Unfortunately, my upcoming decision loomed as large and dark as the ominous landscape feature that now covered up nearly all the stars.

I’d tried to keep most of those thoughts to myself, but part of my inner turmoil must have slipped down the mate bond along with the words I’d purposely broadcast. Because Orion’s already square chin firmed up further. Billy made a tiny whimper of complaint as if he’d been squeezed too tight.

“Sorry, buddy,” Orion said aloud. Then he was setting Billy on his feet and leading us all up steps carved into sandstone, steps worn by so many pairs of feet that they dipped down into moon-like crescents in the center. Nova would need to go slowly since she had only the barest hint of incipient wolf inside her, not enough to boost her night vision. So I hung back, letting wolves push past me and Luna, my own doubts growing along with the distance between myself and my mate.

Finally, though, the way was clear. I picked my way upward while listening to snippets of conversation from those who’d shifted back to humanity. A teenager jostled his friend, laughing about a recent hunt some had bombed and others excelled at. A young woman steadied a much older one, murmuring words of encouragement. Orion rumbled further reassurance to Billy, whose silence warmed as his alpha spoke.

Then we were all at the summit…well, no, not quite all of us. Peering down, I saw Nova hadn’t even attempted the ascent. Did she need help?
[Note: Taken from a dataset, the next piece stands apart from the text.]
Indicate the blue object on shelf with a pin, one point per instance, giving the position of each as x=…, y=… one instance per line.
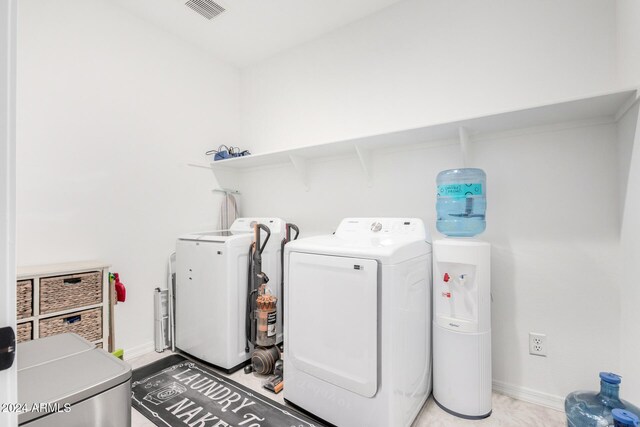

I raised my eyebrows in question, but the girl didn’t notice. She’d turned to stare off into the darkness, probably as a way to avoid Luna’s frantic beckoning. The latter itched to turn the pair into sisters while Nova had absolutely no interest in forming a connection of that sort.

Then my own sister was naked and laughing beside me. There at the back of the crowd of jostling werewolves, Celeste pulled her mate up behind her and emoted: “We’re really doing this!” As she spoke, her hand squeezed Finnegan’s so hard the skin of their knuckles whitened.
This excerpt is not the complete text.